Saat ini, muncul gejala ketidakpercayaan di masyarakat terhadap sistem penyelenggaraan pemerintahan yang disebabkan korupsi. Salah satu yang menimbulkan ketidakpercayaan masyarakat adalah penggunaan dana Bantuan Operasional Sekolah (BOS) yang menjadi wajah buruk rupa dalam pengelolaan lembaga pendidikan di Indonesia.
Dilema Pendidikan
Fakta yang ada menunjukkan realitas dunia pendidikan (sekolah) yang ambigu dan kontradiktif. Di satu sisi, tujuan pendidikan adalah membangun dan mencetak manusia-manusia yang baik dan terdidik “sekolah mencerdaskan anak bangsa” dimana berbagai bentuk bantuan telah dilakukan. Baik bantuan dalam bentuk fisik maupun dalam dana BOS.
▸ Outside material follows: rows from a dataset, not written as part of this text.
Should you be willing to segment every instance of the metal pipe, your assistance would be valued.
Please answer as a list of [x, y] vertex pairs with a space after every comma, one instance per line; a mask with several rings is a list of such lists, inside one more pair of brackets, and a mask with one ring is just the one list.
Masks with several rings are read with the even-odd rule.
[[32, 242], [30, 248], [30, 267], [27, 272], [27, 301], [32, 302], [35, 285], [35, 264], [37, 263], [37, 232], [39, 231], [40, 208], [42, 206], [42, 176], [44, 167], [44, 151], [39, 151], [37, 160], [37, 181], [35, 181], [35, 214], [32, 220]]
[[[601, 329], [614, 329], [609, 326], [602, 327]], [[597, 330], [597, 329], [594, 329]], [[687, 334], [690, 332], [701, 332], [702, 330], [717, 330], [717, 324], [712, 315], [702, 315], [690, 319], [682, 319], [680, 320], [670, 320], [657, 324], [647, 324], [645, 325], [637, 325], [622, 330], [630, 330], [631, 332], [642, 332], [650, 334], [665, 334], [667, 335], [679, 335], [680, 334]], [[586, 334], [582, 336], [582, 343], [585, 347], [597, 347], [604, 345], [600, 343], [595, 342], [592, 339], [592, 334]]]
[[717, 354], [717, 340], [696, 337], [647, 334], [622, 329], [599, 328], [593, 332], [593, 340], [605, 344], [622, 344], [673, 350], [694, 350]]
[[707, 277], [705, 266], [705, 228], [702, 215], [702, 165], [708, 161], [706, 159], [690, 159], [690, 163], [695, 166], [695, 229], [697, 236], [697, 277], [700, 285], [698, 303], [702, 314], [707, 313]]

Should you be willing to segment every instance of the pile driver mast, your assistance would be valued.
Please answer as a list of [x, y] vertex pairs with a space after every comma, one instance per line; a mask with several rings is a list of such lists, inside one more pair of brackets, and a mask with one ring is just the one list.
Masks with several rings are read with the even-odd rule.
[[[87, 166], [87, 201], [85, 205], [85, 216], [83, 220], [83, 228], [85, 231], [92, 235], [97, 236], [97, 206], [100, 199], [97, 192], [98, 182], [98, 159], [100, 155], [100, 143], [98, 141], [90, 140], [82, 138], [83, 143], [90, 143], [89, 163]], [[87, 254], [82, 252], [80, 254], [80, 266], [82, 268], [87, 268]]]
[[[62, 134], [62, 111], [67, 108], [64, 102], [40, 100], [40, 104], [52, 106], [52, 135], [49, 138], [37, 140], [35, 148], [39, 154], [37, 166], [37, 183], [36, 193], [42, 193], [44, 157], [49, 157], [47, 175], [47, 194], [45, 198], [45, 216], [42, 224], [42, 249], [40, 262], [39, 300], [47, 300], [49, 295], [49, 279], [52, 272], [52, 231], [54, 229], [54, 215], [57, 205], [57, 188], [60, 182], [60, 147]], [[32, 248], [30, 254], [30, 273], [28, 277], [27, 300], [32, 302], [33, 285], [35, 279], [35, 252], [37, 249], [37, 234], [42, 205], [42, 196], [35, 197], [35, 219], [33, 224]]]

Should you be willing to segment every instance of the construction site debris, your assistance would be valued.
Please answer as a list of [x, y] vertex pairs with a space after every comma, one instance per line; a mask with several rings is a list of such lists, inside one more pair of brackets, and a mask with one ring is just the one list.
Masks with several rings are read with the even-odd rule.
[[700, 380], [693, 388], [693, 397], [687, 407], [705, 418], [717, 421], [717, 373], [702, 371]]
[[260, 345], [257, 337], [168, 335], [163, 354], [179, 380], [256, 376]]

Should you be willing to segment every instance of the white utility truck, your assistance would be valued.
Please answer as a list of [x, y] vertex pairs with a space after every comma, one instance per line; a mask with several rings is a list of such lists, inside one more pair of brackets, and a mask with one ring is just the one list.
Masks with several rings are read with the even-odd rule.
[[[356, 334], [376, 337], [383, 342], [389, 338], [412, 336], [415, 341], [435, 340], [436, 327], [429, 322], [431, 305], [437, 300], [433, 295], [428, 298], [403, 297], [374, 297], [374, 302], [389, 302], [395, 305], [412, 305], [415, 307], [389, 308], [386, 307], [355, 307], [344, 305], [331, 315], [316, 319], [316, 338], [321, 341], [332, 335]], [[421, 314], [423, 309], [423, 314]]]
Kasus ini banyak ditemukan di sekolah-sekolah baik ditingkat SD, SLTP, SMA/MA dan SMK. BOS ini kerap kali memancing para kepala sekolah untuk melakukan tindakan penyelewengan dana tersebut yang angkanya cukup besar mencapai: Rp. 1.400.000,- per siswa. Tentu ini sangat menghambat dalam menjalankan program kerja sekolah.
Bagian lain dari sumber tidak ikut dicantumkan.